Cenzic released its Application Security Trend Report for Q4 2007. This report includes a consolidation of findings for all of 2007, along with the Top 10 Web application vulnerabilities highlighted for both Q4 and Top Five Web application vulnerabilities for the year.
In spite of a slight decrease in total number of vulnerabilities, Web application vulnerabilities continue to be the largest percentage of vulnerability types, and increased 3 percent over Q3, while attacks and probes rose from 1.3 million in October to 1.7 million in December.
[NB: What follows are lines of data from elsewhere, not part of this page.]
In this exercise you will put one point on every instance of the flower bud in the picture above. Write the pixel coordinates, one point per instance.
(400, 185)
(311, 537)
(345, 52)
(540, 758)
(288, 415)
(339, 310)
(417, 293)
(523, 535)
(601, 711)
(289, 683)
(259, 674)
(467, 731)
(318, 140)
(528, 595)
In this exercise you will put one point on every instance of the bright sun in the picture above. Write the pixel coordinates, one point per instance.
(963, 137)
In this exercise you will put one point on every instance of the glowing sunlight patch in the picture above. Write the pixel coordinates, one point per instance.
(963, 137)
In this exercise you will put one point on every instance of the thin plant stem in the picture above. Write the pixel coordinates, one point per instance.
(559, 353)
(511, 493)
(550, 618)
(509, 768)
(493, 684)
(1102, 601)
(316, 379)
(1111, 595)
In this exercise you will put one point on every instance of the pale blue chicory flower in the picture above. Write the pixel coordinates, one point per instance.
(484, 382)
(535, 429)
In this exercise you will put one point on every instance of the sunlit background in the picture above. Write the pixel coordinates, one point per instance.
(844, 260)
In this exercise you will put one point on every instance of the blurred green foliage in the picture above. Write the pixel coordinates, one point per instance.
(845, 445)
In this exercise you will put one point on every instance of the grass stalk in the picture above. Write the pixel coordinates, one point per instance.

In a surprising twist, Microsoft Internet Explorer proved to be the least vulnerable browser when compared to Safari, Opera and Mozilla Firefox.
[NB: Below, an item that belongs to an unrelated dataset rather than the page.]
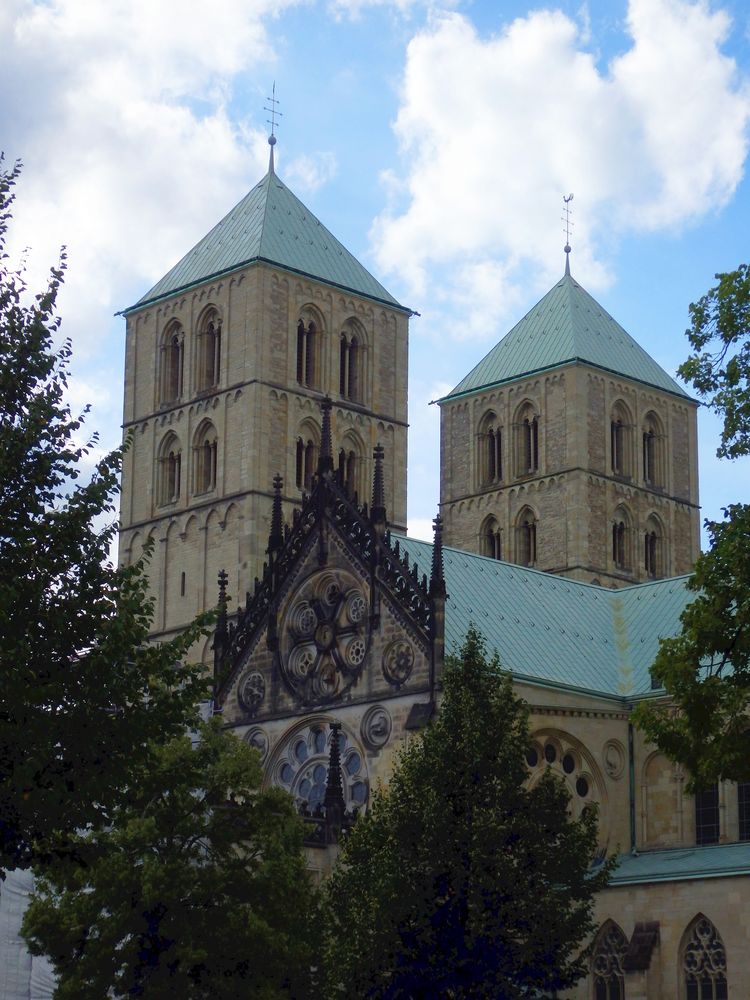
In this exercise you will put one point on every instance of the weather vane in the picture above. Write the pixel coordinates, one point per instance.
(566, 219)
(272, 121)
As seen in the report, Web application vulnerabilities dominated much of 2007. We saw some major attacks through Web sites in 2007. We haven’t seen the impact from the holiday season yet because many times it takes months for corporations to realized they have been attacked. In addition, hackers are no longer interested in publicizing their conquests; their main goal is now profit. While organizations are more conscious of security for Web applications, we need to see a lot more initiatives for Web security in 2008. Web application security is reaching a crisis point.
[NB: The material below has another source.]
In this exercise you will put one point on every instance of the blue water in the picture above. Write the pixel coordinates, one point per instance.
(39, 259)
The Cenzic Application Security Trends Report emphasizes the Top 10 Web application vulnerabilities from published reports in Q4 2007, illustrating tends among thousands of corporations, financial institutions and government agencies. However, these findings, do not take into account the thousands of vulnerabilities that are created while programming in-house or proprietary applications, many of which are outsourced to other countries including India, China and Russia.
In the report, Cenzic identified 1,404 unique published vulnerabilities in the fourth quarter of 2007, of which 71 percent were attributed to Web applications and 70 percent of the reported vulnerabilities were classified as easily exploitable. Cross-Site Scripting (XSS) and SQL Injection were the most frequent vulnerabilities reported, which was consistent throughout 2007.